Seek out a small burst of connection with a stranger.
"Even little acts of kindness, like smiling at a friendly looking person you pass on the street or holding the door open for someone, will make you feel closer to those around you," Narang said.
"As you let someone get in front of you on the freeway, imagine what they are feeling," he suggested. "Talk kindly to the cashier at the grocery store. In small ways, you are meeting their need for kindness or for help which opens them up a little, just as it opens you up."
Sign up for a class or group activity.
Plant the seeds now for new and deeper connections by enrolling in a class or group that meets regularly. It could be anything that piques your interest: a volunteer organization, a professional association, a cooking class or a book club.

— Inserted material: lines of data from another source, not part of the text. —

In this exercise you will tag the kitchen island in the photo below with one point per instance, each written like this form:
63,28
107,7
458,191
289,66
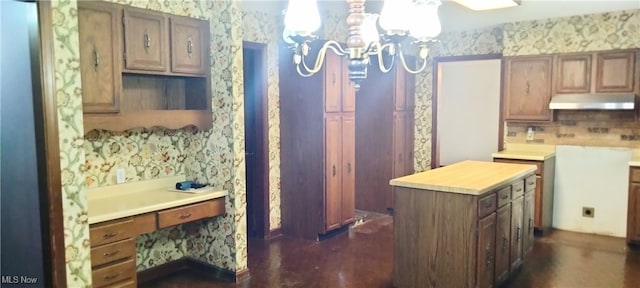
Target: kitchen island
469,224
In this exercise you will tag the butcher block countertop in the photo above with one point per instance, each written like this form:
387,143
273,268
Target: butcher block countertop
466,177
526,152
129,199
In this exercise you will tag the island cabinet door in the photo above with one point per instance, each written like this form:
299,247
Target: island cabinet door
486,251
516,232
529,203
503,239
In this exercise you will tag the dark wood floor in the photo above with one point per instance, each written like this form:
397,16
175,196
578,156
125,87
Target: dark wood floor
362,257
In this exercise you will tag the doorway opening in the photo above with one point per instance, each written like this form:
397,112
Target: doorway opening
256,138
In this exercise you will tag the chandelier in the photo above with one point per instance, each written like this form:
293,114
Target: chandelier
414,22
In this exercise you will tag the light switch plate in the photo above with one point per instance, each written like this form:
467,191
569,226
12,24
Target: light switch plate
120,176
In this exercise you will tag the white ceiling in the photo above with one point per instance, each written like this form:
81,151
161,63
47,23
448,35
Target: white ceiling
456,17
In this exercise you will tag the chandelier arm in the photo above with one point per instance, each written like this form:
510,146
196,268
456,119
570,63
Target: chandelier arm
381,65
331,44
406,67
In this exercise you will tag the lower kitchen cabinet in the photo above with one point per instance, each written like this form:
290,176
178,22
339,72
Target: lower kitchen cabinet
633,216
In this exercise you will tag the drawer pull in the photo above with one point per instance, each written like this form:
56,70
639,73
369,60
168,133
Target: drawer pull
504,243
111,254
109,235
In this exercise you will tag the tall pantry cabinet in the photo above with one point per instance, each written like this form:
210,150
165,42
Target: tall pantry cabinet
318,148
384,135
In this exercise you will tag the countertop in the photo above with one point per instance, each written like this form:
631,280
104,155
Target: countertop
129,199
526,152
466,177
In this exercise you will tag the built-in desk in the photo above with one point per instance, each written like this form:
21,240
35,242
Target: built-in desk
119,213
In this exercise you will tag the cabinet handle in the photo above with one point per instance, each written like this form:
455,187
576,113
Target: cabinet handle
147,41
488,256
504,243
111,254
96,59
189,47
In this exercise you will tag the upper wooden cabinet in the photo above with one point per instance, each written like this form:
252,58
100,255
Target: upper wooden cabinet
601,72
100,60
144,91
527,88
145,40
189,45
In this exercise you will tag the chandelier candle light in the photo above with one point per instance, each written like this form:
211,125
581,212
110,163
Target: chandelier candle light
399,19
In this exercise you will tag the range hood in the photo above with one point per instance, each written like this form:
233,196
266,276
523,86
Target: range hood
614,101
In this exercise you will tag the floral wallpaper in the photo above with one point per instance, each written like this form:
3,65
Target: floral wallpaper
264,28
69,106
592,32
215,156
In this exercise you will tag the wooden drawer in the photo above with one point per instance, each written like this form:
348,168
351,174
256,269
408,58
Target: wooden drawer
145,223
113,252
517,188
175,216
539,164
487,205
504,196
635,174
112,231
125,271
530,183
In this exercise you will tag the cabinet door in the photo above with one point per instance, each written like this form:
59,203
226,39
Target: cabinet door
528,217
516,232
99,31
503,239
528,88
538,205
615,71
332,83
189,42
333,173
348,89
145,40
573,73
633,222
486,251
348,168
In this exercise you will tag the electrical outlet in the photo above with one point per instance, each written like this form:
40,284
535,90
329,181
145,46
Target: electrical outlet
588,212
530,134
120,176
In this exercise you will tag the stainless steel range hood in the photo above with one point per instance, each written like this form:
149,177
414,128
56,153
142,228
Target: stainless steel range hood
613,101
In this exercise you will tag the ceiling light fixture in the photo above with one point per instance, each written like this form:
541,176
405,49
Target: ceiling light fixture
399,19
480,5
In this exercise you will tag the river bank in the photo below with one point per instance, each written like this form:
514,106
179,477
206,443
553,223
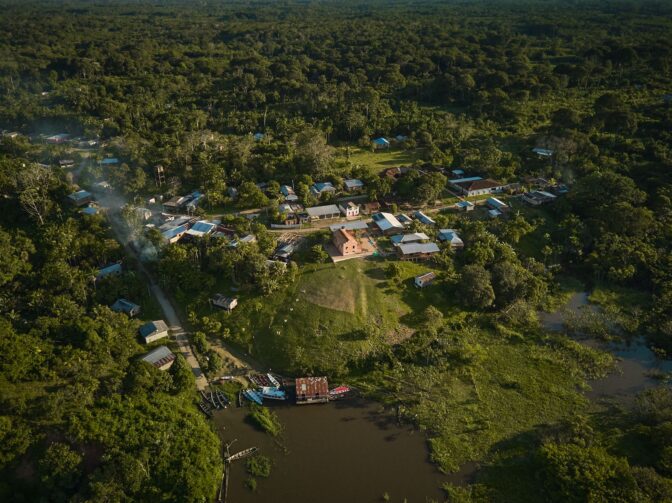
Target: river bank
351,450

"In the midst of a class or activity, you will be having an experience of that event," Narang said. "Briefly sharing your experience (e.g. liking something specific or having a particular curiosity) with others there allows them to get to know you just a bit."
Think about what your loneliness might be telling you.
Instead of pushing it away, get quiet and sit with your loneliness, however uncomfortable it may be.
"Notice the discomfort and how it affects your emotions, thoughts, and also tension in your body," Narang said. "After a few minutes, you might start to get clear on specific actions you want to take- an action plan which is now coming from your calm mind and which is more likely to be effective than one arising from stress."
When to ask for help.
Again, experiencing loneliness is a very common feeling and this doesn't mean there's something "wrong" with you. However, if your loneliness is persistent and/or crippling, it may be time to take action and get some help.
Loneliness "is not an experience that we are meant to have indefinitely," Narang said. "When this otherwise typical experience of loneliness is prolonged, it increases our risk for many health problems, and it may lead us to become depressed."
Instead of isolating yourself further, open up to others or a mental health professional who can help you foster more community and healthy connection in your life.
"If you find yourself regularly distressed over your feelings of loneliness, that is probably a sign that you might feel better if you reached out for help to friends, family, spiritual counselors or mental health support systems," Nobel said.